En reiteradas ocasiones, la Sagrada Escritura articula la imagen del banquete como signo de la comunión de Dios con el hombre. Pero los invitados –el pueblo de Israel– no le obedecen a Dios; es más, algunos tuvieron la osadía de rechazar e incluso de matar a los profetas. No obstante, la negativa de los invitados descorteses y de los nuevos convidados pregona lo vivido por el pueblo de Israel, es decir, los que creían en la llegada del Reino de Dios y los que la rechazaban. Sin embargo, ¿por qué Jesús compara su Reino a un banquete de bodas? Porque una boda es siempre un gran acontecimiento y motivo de alegría para los papás, los familiares, los amigos y los convidados al banquete.

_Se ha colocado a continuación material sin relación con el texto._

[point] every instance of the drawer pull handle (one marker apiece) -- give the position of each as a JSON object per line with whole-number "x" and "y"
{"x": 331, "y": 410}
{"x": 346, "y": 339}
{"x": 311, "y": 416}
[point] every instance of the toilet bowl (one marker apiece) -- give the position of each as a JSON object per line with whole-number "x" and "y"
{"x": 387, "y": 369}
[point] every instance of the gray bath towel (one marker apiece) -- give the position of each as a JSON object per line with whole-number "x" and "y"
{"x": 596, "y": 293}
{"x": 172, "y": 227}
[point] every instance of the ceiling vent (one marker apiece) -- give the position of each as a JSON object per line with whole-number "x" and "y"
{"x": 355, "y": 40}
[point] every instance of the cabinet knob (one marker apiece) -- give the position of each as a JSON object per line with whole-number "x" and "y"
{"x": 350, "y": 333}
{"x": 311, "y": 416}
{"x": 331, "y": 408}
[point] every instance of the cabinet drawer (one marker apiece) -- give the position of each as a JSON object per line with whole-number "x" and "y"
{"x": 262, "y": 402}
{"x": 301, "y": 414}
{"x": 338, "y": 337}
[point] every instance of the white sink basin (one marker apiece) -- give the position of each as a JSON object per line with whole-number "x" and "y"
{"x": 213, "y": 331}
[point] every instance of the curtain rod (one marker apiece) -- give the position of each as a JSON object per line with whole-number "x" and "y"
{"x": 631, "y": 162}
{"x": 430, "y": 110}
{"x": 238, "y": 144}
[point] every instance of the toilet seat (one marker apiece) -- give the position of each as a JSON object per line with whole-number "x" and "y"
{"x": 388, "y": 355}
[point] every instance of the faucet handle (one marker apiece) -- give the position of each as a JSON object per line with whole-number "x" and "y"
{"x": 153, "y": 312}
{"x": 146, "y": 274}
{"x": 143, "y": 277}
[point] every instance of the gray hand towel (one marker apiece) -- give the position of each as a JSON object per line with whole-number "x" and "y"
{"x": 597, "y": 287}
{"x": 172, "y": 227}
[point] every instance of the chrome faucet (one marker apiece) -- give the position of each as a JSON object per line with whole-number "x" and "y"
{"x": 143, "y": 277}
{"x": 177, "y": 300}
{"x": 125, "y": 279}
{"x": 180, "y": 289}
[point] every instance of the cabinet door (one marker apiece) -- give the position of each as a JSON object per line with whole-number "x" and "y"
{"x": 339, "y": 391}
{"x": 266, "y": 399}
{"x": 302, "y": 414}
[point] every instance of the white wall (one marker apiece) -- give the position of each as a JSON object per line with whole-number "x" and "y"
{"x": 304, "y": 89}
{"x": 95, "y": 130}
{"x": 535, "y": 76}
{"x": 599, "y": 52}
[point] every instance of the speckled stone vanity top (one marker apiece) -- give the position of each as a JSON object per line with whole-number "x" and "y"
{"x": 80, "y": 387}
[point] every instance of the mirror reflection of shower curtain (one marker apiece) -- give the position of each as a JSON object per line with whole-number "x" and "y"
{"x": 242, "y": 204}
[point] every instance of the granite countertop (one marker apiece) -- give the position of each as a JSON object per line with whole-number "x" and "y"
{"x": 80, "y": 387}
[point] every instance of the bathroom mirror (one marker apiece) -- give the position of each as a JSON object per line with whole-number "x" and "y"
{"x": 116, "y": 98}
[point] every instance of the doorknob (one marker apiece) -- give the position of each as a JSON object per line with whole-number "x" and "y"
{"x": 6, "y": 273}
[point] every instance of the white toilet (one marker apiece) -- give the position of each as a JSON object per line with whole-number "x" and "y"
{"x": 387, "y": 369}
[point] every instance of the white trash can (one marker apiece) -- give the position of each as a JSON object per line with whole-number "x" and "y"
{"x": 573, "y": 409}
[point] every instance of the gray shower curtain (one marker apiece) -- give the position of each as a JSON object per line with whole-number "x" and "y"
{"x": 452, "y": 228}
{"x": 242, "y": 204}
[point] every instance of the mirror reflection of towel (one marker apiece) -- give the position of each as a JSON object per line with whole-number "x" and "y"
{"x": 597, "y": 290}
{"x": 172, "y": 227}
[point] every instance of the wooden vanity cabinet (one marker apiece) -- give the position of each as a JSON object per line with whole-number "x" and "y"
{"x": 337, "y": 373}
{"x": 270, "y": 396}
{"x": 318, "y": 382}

Jesús también tenía experiencia de aquellos invitados que vendrían, pero algunos pretendían ir sin el traje de boda. Los llamados han preparado su traje siendo fieles a Dios. Sin embargo, la conducta de algunos que dicen creer no se condice con su fe. Por tanto, es indispensable entrar con el traje adecuado al banquete que Cristo invita: “Vivir la fe con amor y en sintonía con Dios”. Sabemos que la comunión eucarística exige la fe, pero con amor; de lo contrario, es una fe muerta.
“Porque muchos son llamados, pero pocos son elegidos” (Mt 22, 14).